Unknown. Since the number of hotels is the same as the PrefLib dataset, is likely that there is the same dataset, hence, it could have 675,069 reviews.

Format

~XML (Semi-XML, doesn't close tags)

Structure

The data is spread in 1,851 files, one per each hotel. Each file contains all the reviews for that hotel.

The header of each file contains the overall rating, the average price and the URL of the hotel. It seems that the indformation about the location is not available.

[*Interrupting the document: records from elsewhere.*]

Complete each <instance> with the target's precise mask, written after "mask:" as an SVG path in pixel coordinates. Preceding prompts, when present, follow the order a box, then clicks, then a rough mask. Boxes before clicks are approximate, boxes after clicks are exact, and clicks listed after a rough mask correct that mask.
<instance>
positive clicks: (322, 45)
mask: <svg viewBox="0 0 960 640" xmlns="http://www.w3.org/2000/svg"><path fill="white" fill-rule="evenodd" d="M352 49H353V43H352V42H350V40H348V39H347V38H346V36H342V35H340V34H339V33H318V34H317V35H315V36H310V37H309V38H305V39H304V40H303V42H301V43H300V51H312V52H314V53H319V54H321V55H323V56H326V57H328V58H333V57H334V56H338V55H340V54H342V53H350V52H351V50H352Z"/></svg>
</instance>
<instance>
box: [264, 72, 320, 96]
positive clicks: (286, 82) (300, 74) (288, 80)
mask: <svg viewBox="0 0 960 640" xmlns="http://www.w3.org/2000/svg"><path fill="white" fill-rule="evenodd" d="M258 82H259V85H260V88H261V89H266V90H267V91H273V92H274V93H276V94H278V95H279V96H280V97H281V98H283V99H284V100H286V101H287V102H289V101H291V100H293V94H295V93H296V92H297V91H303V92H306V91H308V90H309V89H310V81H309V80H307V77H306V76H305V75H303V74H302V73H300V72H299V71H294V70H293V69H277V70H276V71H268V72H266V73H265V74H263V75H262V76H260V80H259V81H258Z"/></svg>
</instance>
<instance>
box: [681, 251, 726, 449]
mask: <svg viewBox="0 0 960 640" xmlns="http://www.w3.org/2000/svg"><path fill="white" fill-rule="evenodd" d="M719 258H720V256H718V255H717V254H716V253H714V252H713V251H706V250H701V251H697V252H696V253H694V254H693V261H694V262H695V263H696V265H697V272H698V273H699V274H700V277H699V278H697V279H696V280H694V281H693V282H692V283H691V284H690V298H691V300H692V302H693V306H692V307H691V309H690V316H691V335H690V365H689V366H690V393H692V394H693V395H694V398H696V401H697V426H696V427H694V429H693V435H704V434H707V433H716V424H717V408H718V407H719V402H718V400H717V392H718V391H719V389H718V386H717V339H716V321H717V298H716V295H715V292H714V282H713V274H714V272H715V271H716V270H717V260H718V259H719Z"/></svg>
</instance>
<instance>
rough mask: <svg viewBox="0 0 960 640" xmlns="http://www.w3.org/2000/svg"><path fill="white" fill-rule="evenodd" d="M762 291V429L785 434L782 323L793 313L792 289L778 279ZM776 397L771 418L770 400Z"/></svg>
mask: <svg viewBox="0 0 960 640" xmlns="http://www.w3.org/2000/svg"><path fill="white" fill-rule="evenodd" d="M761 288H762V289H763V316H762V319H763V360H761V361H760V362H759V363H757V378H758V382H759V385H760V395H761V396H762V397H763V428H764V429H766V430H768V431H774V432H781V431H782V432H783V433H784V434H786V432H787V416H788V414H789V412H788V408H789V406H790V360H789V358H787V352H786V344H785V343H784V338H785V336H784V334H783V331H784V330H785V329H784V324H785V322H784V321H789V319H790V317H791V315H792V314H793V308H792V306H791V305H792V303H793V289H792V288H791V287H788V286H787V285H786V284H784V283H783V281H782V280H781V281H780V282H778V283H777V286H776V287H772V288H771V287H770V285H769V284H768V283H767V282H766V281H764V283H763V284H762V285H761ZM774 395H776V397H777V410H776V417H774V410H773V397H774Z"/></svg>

The available information is:

  • Author
  • Content
  • Date
  • img
  • No. Reader
  • No. Helpful
  • Overall
  • Value
  • Rooms
  • Location
  • Cleanliness
  • Check in / front desk
  • Service
  • Business Service

Snippet

<Author>Mircom
<Content>Excellent Beach - Hotel construction woes An otherwise excellent holiday was initially marred by construction glitches. Upon arrival, we were asked to wait until our room was ready. We were invited to dine at the buffet while waiting only to be told by the staff at the restaurant that the buffet was closed. After speaking with the restaurant manager, we were escorted to the Italian restaurant where we enjoyed a delicious meal. We returned to the Front Desk and Rafael Norburto Aquino, a bellman for the Hotel, took us to our room. The one bedroom suite was gorgeous, however, both the light fixtures in the shower and toilet areas were dangling from the ceiling. There was a box of electrical bits on the floor. Rafael very professionally moved into action and spoke with several people to have the wiring completed. We were impressed with his professionalism and fluency in English which was a life saver because we unfortunately speak little Spanish. He also arranged to have a second bed delivered. We had requested this when booking the hotel, but there appeared to be no record of our request. After a few hours, the suite was finally available for our use. We took a shower only to find that there was a cap on the drain and the room flooded because of the lack of proper drainage. We called the Front Desk three times before someone finally called maintenance. One hour later, a maintenace person came and using a screwdriver, broke a hole in the cap to allow the water to drain. It took another 30 minutes to have someone mop up the excess water. Apparently we were the first guests to use the suite. The wait staff in the restaurants are excellent as is the food. We recommend the Italian and Argentinian restaurants -- and the buffet has an excellent variety of food. In the late afternoon, we would listen to a great piano player who also performs in the French restaurant.We were also impressed with Olmaira, the Manager of Guest Services. We did speak with her regarding our challenges with the hotel and the professionalism of Rafael.Once the construction glitches have been remedied, this will be an excellent hotel.
<Date>Dec 30, 2008
<No. Reader>23
<No. Helpful>23
<Overall>4
<Value>4
<Rooms>2
<Location>5
<Cleanliness>4
<Check in / front desk>2
<Service>4
<Business service>-1

URL

http://sifaka.cs.uiuc.edu/~wang296/Data/index.html

Notes

  • When ratings are unavailable, they take the value of -1.